General Social Survey Cumulative File, 1972-2012 Coursera Extract. Modified for Data Analysis and Statistical Inference course (Duke University).
R dataset could be downloaded at http://bit.ly/dasi_gss_data.
load(url("http://bit.ly/dasi_gss_data"))
The study spans 40 years and nearly every decade the collection process was modified
The data were collected from United States’ metropolitan and rural areas with household interview. Multiple level of stratification for region, race, age, income and sex was employed to guarantee a random sample.
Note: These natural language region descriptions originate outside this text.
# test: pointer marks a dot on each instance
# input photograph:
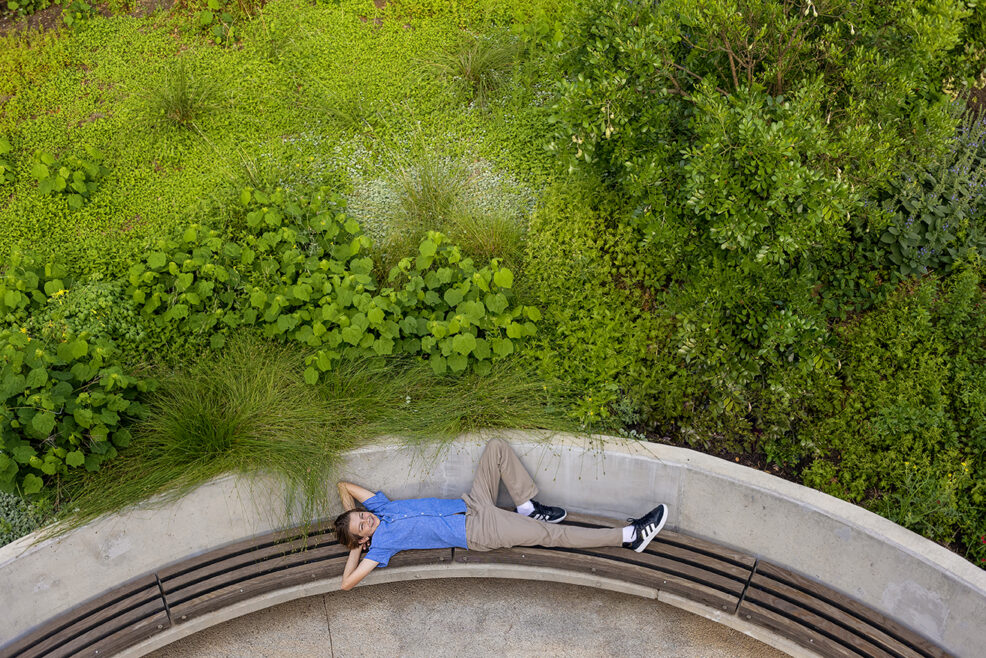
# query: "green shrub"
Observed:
(299, 272)
(620, 112)
(595, 344)
(62, 406)
(906, 434)
(76, 178)
(95, 308)
(6, 169)
(248, 410)
(937, 209)
(217, 21)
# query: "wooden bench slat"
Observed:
(664, 565)
(675, 542)
(905, 637)
(76, 620)
(121, 632)
(761, 585)
(186, 577)
(803, 613)
(244, 573)
(224, 596)
(590, 564)
(701, 560)
(123, 608)
(804, 636)
(290, 536)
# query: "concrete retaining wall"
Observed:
(912, 580)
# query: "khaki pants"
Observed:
(489, 527)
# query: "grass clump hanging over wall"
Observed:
(249, 411)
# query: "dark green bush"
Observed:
(938, 210)
(299, 270)
(76, 178)
(906, 434)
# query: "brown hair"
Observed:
(343, 533)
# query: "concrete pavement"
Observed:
(469, 617)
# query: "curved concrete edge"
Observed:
(457, 570)
(920, 584)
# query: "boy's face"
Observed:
(363, 524)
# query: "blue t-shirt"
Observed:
(415, 523)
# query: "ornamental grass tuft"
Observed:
(180, 96)
(248, 411)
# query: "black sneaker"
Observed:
(547, 514)
(647, 527)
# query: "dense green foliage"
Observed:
(753, 226)
(907, 431)
(19, 517)
(248, 410)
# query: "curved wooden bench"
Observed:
(809, 613)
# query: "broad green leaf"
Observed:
(23, 454)
(37, 378)
(383, 346)
(32, 483)
(458, 362)
(78, 348)
(438, 364)
(463, 344)
(453, 296)
(157, 260)
(503, 278)
(53, 286)
(502, 347)
(75, 458)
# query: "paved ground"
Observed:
(470, 617)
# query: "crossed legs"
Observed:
(489, 527)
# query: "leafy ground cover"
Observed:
(757, 231)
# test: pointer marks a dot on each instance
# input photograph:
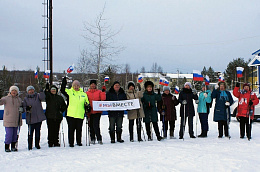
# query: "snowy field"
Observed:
(200, 154)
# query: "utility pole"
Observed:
(50, 43)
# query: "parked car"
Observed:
(233, 109)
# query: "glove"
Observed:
(20, 109)
(216, 86)
(250, 103)
(28, 108)
(104, 88)
(47, 86)
(64, 80)
(227, 104)
(184, 102)
(87, 107)
(158, 91)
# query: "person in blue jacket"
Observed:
(186, 97)
(203, 109)
(223, 102)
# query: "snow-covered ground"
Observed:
(200, 154)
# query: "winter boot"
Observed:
(172, 134)
(37, 142)
(112, 137)
(7, 148)
(118, 135)
(13, 148)
(30, 143)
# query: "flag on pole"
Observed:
(140, 79)
(70, 69)
(35, 74)
(47, 74)
(176, 90)
(240, 72)
(221, 78)
(207, 80)
(197, 76)
(106, 78)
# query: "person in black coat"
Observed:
(186, 97)
(115, 93)
(55, 106)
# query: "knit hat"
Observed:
(131, 83)
(147, 83)
(165, 88)
(188, 83)
(93, 81)
(30, 87)
(14, 88)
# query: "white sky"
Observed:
(184, 34)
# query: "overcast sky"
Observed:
(183, 34)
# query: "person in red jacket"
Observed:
(95, 95)
(246, 103)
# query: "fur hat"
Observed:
(148, 83)
(14, 88)
(165, 88)
(188, 83)
(93, 81)
(30, 87)
(131, 83)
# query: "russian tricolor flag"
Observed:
(70, 69)
(140, 79)
(221, 78)
(207, 80)
(35, 74)
(197, 76)
(47, 74)
(106, 78)
(240, 72)
(176, 90)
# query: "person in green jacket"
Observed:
(149, 100)
(77, 102)
(203, 109)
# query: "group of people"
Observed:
(151, 101)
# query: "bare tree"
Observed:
(103, 48)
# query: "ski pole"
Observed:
(184, 122)
(62, 132)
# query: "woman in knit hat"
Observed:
(135, 114)
(247, 100)
(149, 103)
(34, 115)
(167, 110)
(12, 117)
(186, 97)
(94, 116)
(77, 102)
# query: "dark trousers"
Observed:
(94, 126)
(222, 124)
(11, 134)
(74, 124)
(31, 128)
(131, 128)
(155, 127)
(244, 122)
(190, 123)
(115, 121)
(53, 131)
(204, 121)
Each year were collected about 1500-2000 cases, with a slight increment in recent years.
The cases are adult persons resident in United States and interviewed in their household.
Type of variable: categorical, ordinal.
Levels: Lt High School, High School, Junior College, Bachelor, Graduate
The study consists in interviews to a random sample of United States residents about their economic condition, their working status, their health, their beliefs, etc. So the study is observational.
The population of interest is composed by all United States residents. The study employed random sampling, so the results could be generalized to the entire the population.
The study is observational, so we can only establish association links and not causal ones between the variables of interest.
The dataset, with only the partyid and coninc columns and filtered for NAs values, has 50393 cases.
partyid:
partyid is a categorical variable. We summarize it with table and plot.
table(gss$partyid)
##
## Strong Democrat Not Str Democrat Ind,Near Dem
## 9117 12040 6743
## Independent Ind,Near Rep Not Str Republican
## 8499 4921 9005
## Strong Republican Other Party
## 5548 861
plot(gss$partyid)
We can see that not strong democrat and not strong republican have the most instances.
Family Income in constant USD:
Family Income in constant USD is numerical continuous variable. We summarize it with summary and histogram.
summary(gss$coninc)
## Min. 1st Qu. Median Mean 3rd Qu. Max. NA's
## 383 18400 35600 44500 59500 180000 5829
hist(gss$coninc)
head(gss)[,c(27,29)]
## coninc partyid
## 1 25926 Ind,Near Dem
## 2 33333 Not Str Democrat
## 3 33333 Independent
## 4 41667 Not Str Democrat
## 5 69444 Strong Democrat
## 6 60185 Ind,Near Dem